Did I enjoy that Agatha Christie novel? Oh, heavens no. I could barely read it. English whodunit crime novels written 60 years before He-Man cartoons appeared on television were not what most 11-year-old boys considered a fun time back in 1987.
For about nine months in 1987 my family moved to Hammond, Wisconsin. In Hammond, their big, pale blue water tower is right in the middle of town, and right by said water tower is the town’s smelly little library. Or at least, that’s where it was in 1987. Do they just up and move water towers all that often? Probably not. Right? But maybe it’s easier than we think. The library may have moved, but the water tower?
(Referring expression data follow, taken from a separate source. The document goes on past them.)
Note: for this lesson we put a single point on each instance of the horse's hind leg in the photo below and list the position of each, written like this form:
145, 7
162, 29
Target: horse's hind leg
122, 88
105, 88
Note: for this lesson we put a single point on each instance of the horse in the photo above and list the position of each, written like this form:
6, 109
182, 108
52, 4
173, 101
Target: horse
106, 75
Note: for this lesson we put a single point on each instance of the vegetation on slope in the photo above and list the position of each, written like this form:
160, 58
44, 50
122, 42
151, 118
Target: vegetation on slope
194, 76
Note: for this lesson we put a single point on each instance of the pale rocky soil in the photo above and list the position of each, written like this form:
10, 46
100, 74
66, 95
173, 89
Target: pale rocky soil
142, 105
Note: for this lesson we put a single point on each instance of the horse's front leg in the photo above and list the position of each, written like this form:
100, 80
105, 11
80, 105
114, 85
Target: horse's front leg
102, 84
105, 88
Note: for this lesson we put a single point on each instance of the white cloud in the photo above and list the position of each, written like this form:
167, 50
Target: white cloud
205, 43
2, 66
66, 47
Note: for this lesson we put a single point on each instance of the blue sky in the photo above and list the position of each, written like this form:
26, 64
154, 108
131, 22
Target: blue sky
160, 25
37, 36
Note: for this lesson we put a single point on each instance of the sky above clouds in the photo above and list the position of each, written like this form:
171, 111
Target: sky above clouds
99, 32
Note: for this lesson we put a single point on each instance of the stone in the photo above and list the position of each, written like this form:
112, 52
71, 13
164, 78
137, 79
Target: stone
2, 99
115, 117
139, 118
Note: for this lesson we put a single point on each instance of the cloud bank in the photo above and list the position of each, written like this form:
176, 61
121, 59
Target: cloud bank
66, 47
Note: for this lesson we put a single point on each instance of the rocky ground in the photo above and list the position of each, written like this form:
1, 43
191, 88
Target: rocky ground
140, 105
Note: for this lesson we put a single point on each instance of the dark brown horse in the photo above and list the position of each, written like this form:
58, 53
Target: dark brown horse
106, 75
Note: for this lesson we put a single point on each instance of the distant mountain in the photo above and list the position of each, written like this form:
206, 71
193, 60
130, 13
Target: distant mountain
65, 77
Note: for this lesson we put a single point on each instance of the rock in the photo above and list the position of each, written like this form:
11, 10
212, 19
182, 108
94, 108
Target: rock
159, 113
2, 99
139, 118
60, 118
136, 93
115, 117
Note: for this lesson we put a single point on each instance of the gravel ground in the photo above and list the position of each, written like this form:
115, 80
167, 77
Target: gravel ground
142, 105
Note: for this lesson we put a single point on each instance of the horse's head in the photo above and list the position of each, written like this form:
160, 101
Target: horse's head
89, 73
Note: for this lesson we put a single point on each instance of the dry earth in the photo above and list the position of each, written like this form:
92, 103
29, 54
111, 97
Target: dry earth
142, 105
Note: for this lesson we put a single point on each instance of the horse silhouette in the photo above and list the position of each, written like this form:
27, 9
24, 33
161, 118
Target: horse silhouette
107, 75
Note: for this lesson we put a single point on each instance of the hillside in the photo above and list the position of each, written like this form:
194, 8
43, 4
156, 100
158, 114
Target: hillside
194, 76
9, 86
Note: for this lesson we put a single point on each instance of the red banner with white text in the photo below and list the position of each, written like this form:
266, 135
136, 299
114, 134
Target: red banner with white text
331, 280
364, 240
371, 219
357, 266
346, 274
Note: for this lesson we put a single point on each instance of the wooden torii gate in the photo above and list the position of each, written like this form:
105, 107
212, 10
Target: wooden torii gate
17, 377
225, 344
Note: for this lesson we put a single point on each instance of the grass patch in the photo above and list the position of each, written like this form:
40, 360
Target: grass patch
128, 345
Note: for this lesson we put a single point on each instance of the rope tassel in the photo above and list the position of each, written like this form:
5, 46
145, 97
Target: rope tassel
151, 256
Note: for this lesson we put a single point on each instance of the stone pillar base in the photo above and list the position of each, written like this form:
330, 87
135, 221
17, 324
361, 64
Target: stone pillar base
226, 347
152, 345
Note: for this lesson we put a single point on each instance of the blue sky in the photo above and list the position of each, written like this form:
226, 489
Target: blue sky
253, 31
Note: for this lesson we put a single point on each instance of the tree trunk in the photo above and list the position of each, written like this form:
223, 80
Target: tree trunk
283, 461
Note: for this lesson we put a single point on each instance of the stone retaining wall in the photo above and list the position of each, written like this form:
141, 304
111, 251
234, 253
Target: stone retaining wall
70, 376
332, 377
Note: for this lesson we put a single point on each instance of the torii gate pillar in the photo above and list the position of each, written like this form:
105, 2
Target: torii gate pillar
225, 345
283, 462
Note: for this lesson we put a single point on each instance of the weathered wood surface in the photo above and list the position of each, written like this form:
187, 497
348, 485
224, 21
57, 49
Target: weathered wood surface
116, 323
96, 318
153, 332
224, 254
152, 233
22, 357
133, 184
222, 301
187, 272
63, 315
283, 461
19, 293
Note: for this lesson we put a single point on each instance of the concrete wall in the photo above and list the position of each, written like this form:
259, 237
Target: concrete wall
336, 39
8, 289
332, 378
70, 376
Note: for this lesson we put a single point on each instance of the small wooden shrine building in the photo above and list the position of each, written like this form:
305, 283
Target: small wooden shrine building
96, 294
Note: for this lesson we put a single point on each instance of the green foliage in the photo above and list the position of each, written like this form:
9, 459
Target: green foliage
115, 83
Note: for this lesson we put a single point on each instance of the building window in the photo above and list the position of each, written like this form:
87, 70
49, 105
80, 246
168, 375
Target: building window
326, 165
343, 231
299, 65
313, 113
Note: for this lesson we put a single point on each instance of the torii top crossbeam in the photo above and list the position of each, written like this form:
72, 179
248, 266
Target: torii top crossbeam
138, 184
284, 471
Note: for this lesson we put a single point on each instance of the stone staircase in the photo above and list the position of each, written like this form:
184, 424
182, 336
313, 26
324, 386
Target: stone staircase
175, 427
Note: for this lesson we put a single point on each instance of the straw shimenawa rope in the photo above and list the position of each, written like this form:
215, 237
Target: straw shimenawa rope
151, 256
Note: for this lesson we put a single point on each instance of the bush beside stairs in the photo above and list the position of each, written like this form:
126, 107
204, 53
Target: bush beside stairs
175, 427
I shall Google it upon the morrow.
I was in the fifth grade that year, and most of my library-going was done at school, as it was built into the curriculum. Honestly, I didn’t read a whole lot back then, unless you count the backs of Lucky Charms cereal boxes (I do), of which I was a rabid connoisseur. It would be years before the reading bug bit me and laid eggs in my ear. And even more years would pass before I’d feel it was a great idea to use the phrase “rabid connoisseur” in my writing.
However, back in Hammond, I do remember visiting the town’s public library once or twice. Housing developments had yet to creep across the town’s surrounding cornfields, so I assume there wasn’t a whole lot of tax base available for things like libraries. As a result, the place was tiny and most of the books were ragged and old. But that just made the place seem kind of mysterious, like a dusty, old private library in a dusty, old mansion. This is probably why I checked out an Agatha Christie mystery novel.
Let me pause for a moment to point out the obvious: I didn’t get along too well with the other fifth-grade boys at this rural grade school. While they all seemed to be watching sports and playing sports and thinking about sports and snowmobiling down Main Street, I was ... well, checking out Agatha Christie novels from our crappy, under-funded public library.
Did I enjoy that Agatha Christie novel? Oh, heavens no. I could barely read it. English whodunit crime novels written 60 years before He-Man cartoons appeared on television were not what most 11-year-old boys considered a fun time back in 1987. Or any year. I just liked the idea of checking out an old, dusty, linen-bound mystery book from a sleepy, little two-room library. In the movies, stuff like that always leads to mysteries and adventures and ramshackle romps through underground tunnels to a hidden pirate ship full of skeletons and gold.
I didn’t like Hammond all that much (no offense, Hammonders) and little things like checking out that library book helped me escape for just a little while. Now, I know libraries aren’t there just to help us “escape,” but they provide a number of services extending well beyond checking out the latest post-apocalyptic YA thriller or researching term papers.
Libraries can do so much, and the Chippewa Valley is lucky to have a number of fantastic ones staffed by fantastic people. I won’t get into the amazing and unexpected things they do for the community (hell, at least one of our libraries lets you check out ukuleles), but it’s important to appreciate the psycho-benefits a good library offers you.
No matter your age, libraries are places you can learn and grow. They’re a safe place to do that, free of rules dictating what you get to learn or how you should be growing. You not only get to be yourself, you get to become yourself.
I never read more than a few pages of that Agatha Christie novel. But the look, and yes, the smell of it sparked my imagination. It took me someplace new at a time I felt stuck. And to this day, libraries can do the same for you.